Objective:

To evaluate neurofilament light chain (NfL) levels, a biomarker of neuroaxonal damage, as a prognostic and a potential surrogate marker of evobrutinib treatment response (MRI and relapse outcomes) in patients with relapsing multiple sclerosis (PwRMS).

Background:

Evobrutinib is a highly selective, CNS-penetrant Bruton’s tyrosine kinase inhibitor, currently in Phase III for RMS. The efficacy of evobrutinib (MRI and clinical outcomes) observed in double blind phase (DBP) of a Phase II trial (NCT02975349) in PwRMS was maintained in the open-label extension (OLE; beginning at Week [W] 48 from DBP baseline). Previous analyses of the Phase II trial showed sustained reductions in NfL levels with evobrutinib up to W144.

Design/Methods:

NfL levels were measured over time in the pooled OLE safety population and reported as control-adjusted NfL Z-scores (expression of standard deviations [SDs] away from mean NfL level in a control population [participants without evidence of CNS disease]). The number of T1 Gd+ and new/emerging T2 lesions at W96 and W144 and qualified relapses over W96-144 were assessed, stratified by W96 NfL Z-scores (<1; ≥1 [Z-score 1 being one SD above the control mean]).

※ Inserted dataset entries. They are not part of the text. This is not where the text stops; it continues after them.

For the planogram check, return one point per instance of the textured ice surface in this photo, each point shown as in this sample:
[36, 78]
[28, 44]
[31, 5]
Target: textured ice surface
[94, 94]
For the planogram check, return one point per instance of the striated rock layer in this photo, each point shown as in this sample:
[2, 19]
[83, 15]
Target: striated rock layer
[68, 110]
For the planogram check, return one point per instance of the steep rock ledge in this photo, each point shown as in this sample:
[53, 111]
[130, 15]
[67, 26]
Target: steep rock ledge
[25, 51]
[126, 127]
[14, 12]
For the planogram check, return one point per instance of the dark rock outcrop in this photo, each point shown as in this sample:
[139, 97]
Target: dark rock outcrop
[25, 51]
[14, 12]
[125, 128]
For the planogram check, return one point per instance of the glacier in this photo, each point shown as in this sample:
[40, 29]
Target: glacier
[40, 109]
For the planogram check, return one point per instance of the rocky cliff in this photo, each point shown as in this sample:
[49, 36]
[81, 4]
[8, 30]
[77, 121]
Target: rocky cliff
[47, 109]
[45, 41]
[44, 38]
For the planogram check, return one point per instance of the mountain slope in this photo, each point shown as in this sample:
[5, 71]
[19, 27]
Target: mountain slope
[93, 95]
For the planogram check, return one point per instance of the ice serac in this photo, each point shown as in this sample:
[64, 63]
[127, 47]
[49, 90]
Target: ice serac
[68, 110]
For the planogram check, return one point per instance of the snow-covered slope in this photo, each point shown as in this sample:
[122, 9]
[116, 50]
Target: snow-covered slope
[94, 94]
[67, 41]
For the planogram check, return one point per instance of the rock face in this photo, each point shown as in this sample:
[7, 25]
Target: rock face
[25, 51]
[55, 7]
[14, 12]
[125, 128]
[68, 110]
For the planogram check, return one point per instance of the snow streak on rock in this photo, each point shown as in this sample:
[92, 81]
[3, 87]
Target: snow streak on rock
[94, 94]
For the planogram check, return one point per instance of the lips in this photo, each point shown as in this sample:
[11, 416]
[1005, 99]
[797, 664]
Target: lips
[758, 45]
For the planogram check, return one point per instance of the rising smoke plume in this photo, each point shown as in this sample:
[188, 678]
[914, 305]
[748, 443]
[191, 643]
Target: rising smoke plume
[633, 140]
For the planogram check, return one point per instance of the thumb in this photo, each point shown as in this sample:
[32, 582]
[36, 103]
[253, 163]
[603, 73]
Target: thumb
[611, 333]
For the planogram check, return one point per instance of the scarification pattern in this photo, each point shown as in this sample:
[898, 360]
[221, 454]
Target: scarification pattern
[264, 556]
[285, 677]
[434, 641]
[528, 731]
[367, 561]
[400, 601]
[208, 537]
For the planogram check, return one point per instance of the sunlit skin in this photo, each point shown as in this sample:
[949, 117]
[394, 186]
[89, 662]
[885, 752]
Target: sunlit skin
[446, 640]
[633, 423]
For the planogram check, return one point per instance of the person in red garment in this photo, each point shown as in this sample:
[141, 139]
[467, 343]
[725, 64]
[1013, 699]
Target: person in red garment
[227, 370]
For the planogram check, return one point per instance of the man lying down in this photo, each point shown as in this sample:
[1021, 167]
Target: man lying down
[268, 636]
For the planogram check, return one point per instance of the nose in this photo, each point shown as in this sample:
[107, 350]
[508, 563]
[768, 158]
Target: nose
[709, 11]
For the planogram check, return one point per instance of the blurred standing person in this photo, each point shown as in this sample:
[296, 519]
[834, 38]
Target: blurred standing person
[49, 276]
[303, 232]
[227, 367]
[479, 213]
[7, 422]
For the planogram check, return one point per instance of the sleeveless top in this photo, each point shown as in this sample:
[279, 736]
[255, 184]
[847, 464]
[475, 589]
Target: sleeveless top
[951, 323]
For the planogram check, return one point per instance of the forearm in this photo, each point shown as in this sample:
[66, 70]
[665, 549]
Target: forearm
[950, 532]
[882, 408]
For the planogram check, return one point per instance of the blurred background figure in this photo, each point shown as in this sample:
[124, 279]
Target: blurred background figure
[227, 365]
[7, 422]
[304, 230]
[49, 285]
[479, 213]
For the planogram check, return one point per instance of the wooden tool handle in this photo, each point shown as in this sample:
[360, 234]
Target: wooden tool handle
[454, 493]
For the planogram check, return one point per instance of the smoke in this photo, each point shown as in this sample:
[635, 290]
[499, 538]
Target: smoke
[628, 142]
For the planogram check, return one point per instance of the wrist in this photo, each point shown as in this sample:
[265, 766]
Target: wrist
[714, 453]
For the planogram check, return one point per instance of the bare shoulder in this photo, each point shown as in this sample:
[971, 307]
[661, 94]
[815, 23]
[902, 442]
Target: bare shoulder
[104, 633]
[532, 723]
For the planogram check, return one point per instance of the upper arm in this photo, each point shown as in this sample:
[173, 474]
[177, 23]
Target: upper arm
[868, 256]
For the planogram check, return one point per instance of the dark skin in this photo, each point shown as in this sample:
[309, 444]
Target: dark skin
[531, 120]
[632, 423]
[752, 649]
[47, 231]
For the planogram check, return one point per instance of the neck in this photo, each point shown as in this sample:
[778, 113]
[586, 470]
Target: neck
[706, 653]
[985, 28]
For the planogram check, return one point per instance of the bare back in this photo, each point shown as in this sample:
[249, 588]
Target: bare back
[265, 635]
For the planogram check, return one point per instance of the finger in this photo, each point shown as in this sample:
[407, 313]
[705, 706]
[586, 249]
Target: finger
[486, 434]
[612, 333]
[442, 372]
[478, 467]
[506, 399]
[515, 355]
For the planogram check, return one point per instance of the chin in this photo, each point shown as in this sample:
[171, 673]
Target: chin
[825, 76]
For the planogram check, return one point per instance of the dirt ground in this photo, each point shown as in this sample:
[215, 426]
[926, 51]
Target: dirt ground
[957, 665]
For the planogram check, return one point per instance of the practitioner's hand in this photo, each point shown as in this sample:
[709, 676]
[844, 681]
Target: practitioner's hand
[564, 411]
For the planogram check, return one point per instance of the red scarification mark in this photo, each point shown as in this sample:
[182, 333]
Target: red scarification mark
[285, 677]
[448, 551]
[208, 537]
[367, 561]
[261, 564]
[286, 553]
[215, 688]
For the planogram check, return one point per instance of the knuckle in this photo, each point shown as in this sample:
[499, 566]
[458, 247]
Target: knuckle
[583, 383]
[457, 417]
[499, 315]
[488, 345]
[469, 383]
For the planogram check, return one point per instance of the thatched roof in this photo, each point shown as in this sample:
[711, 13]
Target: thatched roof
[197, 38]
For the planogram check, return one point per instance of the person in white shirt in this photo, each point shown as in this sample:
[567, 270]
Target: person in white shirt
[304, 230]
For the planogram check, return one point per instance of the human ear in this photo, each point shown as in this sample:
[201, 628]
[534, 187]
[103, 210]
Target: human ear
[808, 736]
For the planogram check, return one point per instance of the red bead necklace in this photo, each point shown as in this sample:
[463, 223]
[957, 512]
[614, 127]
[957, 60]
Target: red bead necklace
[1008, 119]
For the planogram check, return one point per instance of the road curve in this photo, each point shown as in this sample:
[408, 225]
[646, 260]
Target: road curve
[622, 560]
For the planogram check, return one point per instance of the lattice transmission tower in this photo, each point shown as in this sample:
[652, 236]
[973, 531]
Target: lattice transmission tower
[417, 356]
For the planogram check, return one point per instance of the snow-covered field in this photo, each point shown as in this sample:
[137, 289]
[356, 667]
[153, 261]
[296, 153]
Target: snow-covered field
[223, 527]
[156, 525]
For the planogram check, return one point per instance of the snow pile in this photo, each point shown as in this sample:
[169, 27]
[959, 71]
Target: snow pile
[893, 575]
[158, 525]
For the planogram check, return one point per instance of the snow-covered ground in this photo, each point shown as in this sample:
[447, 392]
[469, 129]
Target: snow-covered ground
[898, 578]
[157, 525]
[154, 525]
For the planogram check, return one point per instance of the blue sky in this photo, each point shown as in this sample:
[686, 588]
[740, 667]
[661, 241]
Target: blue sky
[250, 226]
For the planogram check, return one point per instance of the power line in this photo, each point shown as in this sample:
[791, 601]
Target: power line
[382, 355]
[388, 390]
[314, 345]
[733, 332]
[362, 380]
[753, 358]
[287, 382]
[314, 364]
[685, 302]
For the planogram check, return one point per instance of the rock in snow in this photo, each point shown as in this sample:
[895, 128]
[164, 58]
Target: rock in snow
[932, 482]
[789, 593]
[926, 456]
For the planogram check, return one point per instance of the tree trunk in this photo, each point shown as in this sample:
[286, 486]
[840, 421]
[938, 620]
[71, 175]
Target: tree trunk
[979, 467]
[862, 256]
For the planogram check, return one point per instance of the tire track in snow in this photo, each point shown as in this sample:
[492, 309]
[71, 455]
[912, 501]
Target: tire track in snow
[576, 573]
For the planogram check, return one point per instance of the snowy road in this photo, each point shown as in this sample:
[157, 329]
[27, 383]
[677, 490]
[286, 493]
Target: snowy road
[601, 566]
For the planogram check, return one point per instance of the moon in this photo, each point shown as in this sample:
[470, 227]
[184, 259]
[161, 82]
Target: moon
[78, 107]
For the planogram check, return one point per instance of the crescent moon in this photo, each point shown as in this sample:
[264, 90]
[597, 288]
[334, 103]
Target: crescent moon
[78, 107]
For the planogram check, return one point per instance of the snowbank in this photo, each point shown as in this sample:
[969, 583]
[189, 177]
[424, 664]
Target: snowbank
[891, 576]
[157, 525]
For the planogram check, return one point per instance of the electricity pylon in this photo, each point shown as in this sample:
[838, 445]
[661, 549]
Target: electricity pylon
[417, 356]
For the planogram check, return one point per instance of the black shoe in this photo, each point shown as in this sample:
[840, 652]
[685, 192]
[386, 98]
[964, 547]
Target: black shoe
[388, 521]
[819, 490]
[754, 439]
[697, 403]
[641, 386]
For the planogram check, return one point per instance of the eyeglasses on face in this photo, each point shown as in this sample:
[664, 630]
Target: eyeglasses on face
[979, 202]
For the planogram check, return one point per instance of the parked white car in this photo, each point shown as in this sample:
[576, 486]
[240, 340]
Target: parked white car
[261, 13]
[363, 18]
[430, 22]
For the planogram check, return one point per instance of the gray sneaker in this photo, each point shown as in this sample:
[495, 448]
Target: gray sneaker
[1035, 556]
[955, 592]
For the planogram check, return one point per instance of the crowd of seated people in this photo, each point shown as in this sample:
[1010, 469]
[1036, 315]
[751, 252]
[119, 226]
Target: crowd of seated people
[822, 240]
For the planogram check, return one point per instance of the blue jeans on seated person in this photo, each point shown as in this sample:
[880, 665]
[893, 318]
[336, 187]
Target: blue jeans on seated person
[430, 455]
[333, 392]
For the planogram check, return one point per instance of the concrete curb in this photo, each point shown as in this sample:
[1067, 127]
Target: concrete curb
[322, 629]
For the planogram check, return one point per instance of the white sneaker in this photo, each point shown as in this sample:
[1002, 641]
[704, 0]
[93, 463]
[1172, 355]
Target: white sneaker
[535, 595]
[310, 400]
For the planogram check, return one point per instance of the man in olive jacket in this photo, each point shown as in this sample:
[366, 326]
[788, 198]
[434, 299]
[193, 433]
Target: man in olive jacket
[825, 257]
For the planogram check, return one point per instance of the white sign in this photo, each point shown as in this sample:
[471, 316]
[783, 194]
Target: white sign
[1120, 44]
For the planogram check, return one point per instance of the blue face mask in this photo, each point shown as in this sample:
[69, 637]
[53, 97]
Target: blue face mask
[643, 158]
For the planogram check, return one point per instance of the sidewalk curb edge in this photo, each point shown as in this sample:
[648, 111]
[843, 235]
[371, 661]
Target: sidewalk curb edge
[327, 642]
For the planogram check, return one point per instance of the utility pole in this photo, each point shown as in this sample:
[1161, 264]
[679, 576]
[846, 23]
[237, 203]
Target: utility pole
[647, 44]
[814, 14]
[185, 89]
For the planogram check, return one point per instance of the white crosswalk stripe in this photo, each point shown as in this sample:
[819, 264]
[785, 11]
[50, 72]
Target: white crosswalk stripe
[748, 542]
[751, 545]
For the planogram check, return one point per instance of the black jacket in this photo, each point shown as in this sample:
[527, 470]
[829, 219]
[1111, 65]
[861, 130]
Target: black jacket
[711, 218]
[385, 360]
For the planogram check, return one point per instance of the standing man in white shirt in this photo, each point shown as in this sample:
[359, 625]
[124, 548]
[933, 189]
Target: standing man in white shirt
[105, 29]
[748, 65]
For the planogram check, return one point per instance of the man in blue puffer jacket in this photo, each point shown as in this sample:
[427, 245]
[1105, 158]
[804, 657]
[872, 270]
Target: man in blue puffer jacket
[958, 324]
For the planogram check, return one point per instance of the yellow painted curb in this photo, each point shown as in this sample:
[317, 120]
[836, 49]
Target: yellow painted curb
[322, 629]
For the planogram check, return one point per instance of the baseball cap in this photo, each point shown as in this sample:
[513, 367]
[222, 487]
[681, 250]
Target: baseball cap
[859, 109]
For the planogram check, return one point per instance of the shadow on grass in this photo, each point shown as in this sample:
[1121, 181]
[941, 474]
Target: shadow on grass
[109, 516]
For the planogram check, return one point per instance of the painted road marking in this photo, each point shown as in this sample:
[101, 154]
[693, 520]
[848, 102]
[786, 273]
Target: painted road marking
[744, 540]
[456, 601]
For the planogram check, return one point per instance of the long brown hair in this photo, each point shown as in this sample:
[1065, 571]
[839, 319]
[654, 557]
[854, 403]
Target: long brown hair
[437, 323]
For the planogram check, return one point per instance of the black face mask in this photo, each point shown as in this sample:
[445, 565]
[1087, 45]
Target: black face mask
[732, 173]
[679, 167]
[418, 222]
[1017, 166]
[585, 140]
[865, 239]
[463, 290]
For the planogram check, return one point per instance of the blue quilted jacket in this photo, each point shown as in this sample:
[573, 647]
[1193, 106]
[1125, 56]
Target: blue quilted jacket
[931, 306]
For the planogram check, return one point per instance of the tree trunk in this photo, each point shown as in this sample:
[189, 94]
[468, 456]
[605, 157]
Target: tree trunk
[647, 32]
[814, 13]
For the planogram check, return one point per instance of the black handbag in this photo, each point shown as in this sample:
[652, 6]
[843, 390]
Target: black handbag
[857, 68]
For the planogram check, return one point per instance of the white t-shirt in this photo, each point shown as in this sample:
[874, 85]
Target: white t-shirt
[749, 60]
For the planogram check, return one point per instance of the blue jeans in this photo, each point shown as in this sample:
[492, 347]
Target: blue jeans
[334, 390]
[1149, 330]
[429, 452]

MRI outcomes at W48 and W96 and relapses over W48-96 were also assessed using stratified W48 NfL Z-scores [<1; ≥1].

Results:

Stratified by W96 Z-scores (<1[N=66]; ≥1[N=34]), the proportion of patients with no T1 Gd+ lesions, no new/enlarging T2 lesions (both at W144) and no relapse between W96-144 were 84.5% (n=49/58) vs 57.1% (n=16/28), 65.5% (n=38/58) vs 28.6% (n=8/28) and 95.4% (n=62/65) vs 94.1% (n=32/34), respectively. Similar findings were observed in patients stratified by W48 Z-scores (<1[N=84]; ≥1[N=40]).

Conclusions:

Evobrutinib reduced NfL levels in a sustained manner (up to W144). Low NfL levels were associated with improved MRI and relapse outcomes, supporting the role of NfL as a prognostic marker of disease activity and a potential surrogate marker for evobrutinib’s treatment effect.